Jack Mundey and the other leaders of the Green Bans movement were among the most effective and radical of urban ecologists. Although they were eventually beaten by a coalition of rival union officials, rapacious developers, thugs and seedy politicians, their message has not been forgotten and in the final analysis their monument is the buildings, parks and bushland areas that they saved for future generations. Jack Mundey should have the final word:
Ecologists with a socialist perspective and socialists with an ecological perspective must form a coalition to tackle the wide-ranging problems relating to human survival... My dream, and that ... of millions ... of others might then come true: a socialist world with a human face, an ecological heart and an egalitarian body.
Notes
[1] We should not confuse the organisation calling itself the CPA today with the “old” CPA. After the original CPA dissolved itself in 1991, the current organisation took over the name. The current organisation is descended from people who left the old party when it opposed the Soviet invasion of Czechoslovakia in 1968.

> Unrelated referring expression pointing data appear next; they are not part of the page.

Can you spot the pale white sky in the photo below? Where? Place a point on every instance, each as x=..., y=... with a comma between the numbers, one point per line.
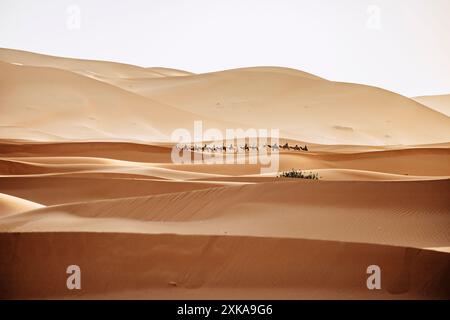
x=400, y=45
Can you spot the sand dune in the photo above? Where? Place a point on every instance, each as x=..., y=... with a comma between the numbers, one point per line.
x=87, y=178
x=439, y=103
x=175, y=266
x=10, y=205
x=308, y=108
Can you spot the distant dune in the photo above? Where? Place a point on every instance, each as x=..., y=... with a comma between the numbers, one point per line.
x=87, y=178
x=439, y=103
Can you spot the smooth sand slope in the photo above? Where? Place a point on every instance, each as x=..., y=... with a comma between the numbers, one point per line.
x=127, y=105
x=439, y=103
x=86, y=178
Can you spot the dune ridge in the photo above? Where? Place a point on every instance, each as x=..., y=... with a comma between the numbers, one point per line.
x=87, y=178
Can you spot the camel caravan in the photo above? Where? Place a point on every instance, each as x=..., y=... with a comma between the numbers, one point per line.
x=234, y=149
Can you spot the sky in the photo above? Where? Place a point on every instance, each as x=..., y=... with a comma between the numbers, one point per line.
x=399, y=45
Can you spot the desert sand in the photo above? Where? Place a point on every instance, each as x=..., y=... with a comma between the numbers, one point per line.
x=86, y=178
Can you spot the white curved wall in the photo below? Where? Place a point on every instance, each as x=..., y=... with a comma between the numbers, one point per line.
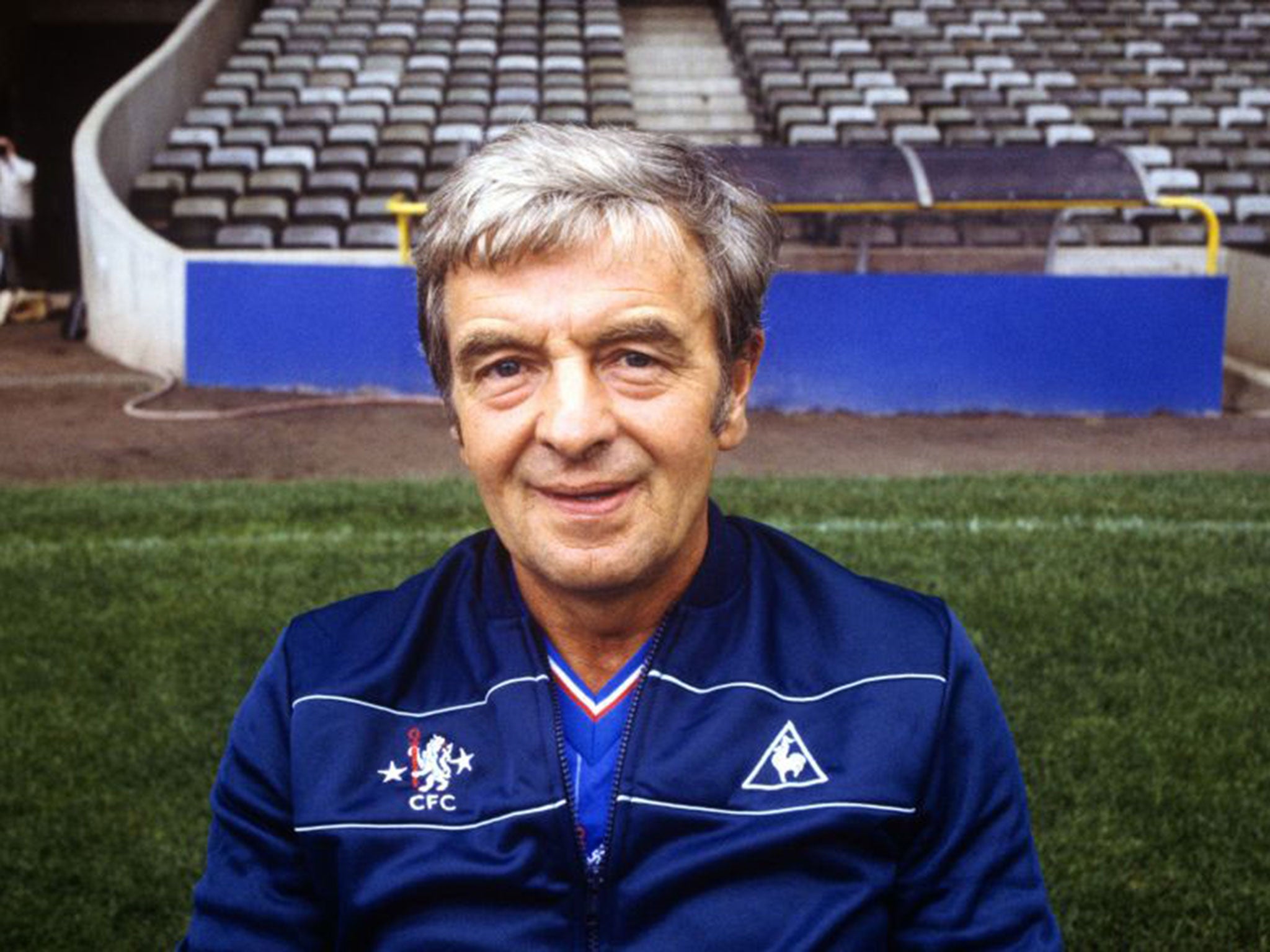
x=133, y=280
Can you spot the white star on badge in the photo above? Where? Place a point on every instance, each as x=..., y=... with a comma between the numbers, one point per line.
x=393, y=772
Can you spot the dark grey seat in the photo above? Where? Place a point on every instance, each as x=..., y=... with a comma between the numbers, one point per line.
x=195, y=220
x=378, y=235
x=244, y=236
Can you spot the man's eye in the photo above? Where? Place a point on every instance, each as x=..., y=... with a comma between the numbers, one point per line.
x=638, y=361
x=506, y=368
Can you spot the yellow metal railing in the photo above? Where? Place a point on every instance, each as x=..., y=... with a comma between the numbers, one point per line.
x=404, y=208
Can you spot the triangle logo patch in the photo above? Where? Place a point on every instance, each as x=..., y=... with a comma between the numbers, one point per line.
x=786, y=763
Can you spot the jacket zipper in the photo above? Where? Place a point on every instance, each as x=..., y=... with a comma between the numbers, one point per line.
x=595, y=880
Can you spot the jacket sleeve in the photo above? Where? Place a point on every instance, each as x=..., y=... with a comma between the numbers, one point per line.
x=257, y=892
x=972, y=879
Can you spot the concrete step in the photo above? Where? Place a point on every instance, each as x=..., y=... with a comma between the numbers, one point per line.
x=690, y=100
x=655, y=56
x=670, y=86
x=724, y=139
x=695, y=122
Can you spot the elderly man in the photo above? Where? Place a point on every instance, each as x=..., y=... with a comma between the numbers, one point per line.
x=620, y=719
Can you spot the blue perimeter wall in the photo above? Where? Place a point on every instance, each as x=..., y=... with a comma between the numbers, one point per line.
x=863, y=343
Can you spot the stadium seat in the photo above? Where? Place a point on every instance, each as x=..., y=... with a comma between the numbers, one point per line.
x=244, y=236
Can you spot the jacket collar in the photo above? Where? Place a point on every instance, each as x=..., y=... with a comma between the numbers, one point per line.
x=721, y=574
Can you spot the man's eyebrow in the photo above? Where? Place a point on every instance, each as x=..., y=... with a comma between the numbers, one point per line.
x=643, y=330
x=482, y=343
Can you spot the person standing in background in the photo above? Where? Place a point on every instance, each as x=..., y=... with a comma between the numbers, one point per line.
x=17, y=214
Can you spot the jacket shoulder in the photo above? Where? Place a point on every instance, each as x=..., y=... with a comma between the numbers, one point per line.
x=367, y=632
x=878, y=625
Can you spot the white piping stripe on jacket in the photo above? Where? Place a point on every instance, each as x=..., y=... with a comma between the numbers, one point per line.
x=458, y=827
x=343, y=700
x=831, y=805
x=793, y=699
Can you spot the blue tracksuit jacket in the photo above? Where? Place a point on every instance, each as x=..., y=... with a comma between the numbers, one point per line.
x=814, y=760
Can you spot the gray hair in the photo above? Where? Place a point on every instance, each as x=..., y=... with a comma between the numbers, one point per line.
x=543, y=190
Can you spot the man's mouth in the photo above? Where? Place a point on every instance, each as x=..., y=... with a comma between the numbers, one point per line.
x=597, y=499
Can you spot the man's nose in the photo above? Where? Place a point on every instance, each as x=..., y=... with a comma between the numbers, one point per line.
x=577, y=415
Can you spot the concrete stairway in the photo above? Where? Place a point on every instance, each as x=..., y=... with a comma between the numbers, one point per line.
x=682, y=77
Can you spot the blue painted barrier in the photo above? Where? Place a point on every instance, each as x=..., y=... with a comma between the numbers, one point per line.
x=863, y=343
x=335, y=328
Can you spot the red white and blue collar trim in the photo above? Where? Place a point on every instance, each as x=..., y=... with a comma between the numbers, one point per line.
x=609, y=697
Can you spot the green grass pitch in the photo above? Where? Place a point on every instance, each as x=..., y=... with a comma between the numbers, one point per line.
x=1126, y=621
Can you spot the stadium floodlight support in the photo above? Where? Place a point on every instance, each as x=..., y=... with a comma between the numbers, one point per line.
x=404, y=209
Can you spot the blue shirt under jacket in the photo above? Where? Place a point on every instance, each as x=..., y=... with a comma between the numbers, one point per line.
x=813, y=760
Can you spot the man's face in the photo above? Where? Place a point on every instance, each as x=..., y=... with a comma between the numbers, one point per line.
x=585, y=387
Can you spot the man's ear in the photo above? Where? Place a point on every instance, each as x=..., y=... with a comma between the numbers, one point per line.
x=741, y=377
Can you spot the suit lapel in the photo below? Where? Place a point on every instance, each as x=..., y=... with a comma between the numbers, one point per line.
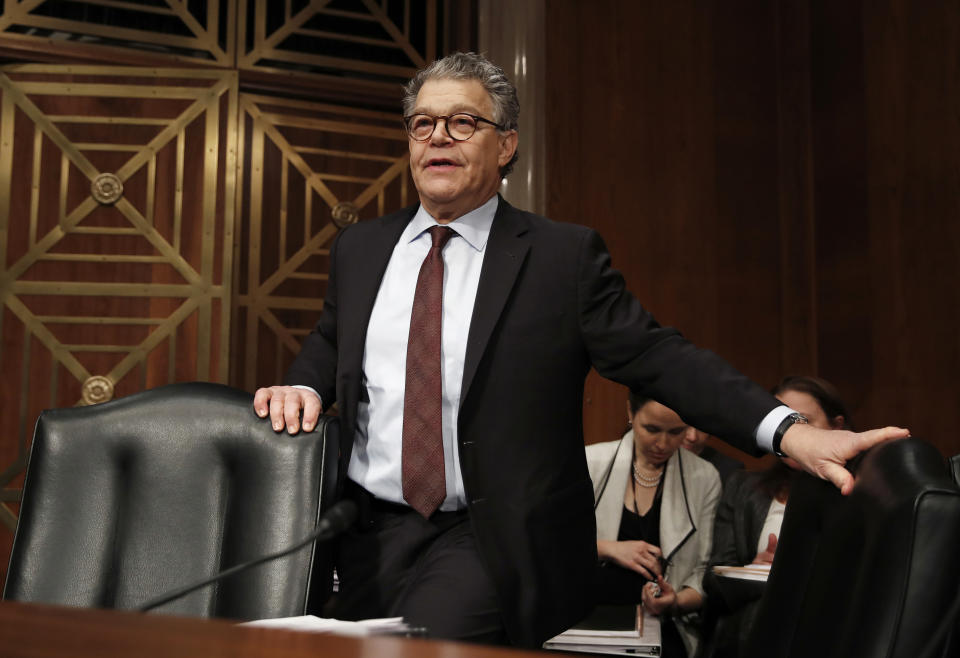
x=506, y=250
x=366, y=274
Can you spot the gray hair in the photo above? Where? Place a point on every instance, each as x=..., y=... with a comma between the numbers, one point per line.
x=471, y=66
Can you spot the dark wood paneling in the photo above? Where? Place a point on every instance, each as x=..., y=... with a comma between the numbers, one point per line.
x=665, y=141
x=778, y=180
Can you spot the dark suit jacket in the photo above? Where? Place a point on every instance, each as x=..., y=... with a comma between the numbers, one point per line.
x=548, y=307
x=740, y=516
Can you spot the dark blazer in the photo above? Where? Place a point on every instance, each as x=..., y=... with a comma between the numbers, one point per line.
x=740, y=516
x=548, y=307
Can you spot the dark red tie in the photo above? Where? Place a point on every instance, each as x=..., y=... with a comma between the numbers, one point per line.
x=424, y=480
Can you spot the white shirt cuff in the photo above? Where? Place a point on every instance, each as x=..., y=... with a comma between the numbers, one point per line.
x=314, y=391
x=764, y=432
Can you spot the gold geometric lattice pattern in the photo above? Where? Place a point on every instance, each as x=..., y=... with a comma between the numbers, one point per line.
x=381, y=40
x=178, y=30
x=116, y=235
x=309, y=169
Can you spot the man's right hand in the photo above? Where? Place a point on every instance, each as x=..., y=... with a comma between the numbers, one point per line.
x=284, y=404
x=637, y=556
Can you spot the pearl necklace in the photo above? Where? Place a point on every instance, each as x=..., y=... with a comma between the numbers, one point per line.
x=644, y=481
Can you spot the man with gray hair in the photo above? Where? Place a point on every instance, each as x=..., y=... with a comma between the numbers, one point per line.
x=456, y=336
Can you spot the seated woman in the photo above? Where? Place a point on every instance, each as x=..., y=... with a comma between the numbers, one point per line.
x=751, y=512
x=655, y=507
x=751, y=509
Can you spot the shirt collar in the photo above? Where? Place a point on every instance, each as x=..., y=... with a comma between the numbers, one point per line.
x=474, y=227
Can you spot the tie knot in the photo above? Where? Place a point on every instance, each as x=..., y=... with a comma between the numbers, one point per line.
x=440, y=235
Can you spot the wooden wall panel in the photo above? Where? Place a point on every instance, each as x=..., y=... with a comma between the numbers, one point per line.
x=308, y=170
x=665, y=142
x=108, y=296
x=778, y=180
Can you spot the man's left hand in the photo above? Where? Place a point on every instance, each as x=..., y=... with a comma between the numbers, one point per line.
x=824, y=453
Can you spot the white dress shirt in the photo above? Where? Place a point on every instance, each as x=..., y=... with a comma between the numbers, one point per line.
x=376, y=460
x=375, y=463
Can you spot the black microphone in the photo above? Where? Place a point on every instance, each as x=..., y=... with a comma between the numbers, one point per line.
x=337, y=519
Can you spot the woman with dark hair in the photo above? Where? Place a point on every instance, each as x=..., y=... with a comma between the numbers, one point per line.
x=751, y=509
x=654, y=505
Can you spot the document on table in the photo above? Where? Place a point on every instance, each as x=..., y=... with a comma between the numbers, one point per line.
x=597, y=634
x=758, y=572
x=312, y=624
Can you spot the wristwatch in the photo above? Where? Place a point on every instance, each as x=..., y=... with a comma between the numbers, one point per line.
x=784, y=425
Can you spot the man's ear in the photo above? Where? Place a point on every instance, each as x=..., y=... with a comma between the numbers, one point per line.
x=508, y=146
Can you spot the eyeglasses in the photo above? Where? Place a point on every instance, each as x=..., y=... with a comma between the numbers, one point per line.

[2] See, for instance, Frederick Engels, 1934, “The Part Played by Labour in the Transition from Ape to Man” in Dialectics of Nature (Moscow: Progress Publishers, 1954). See also John Bellamy Foster, Marx’s Ecology: Materialism and Nature (New York: Monthly Review Press, 2000).
The author is a former rigger and dogman. This article is a revised version of the author’s earlier piece “Green Bans and the BLF: the labour movement and urban ecology”, which appeared in the 17 March 2004 edition of International Viewpoint.
Some suggested further reading: Meredith Burgmann and Verity Burgmann, Green Bans, Red Union. Environmental Activism and the New South Wales Builders Labourers’ Federation (Sydney: University of NSW Press, 1998); Jack Mundey, Green Bans and Beyond (Sydney: Angus and Robertson, 1981); Pete Thomas, Taming the Concrete Jungle. The Builders Labourers’ Story (Sydney: NSW Branch BLF, 1973); Paul True, 1995, Tales of the BLF: Rolling the Right (Parramatta: Militant International Publications, 1995). There is also a splendid documentary film about the BLF and the Green Bans; Pat Fiske, 1985, “Rocking the Foundations: History of the New South Wales Builders Labourer’s Federation, 1940-1974”, Bower Bird Films, Sydney.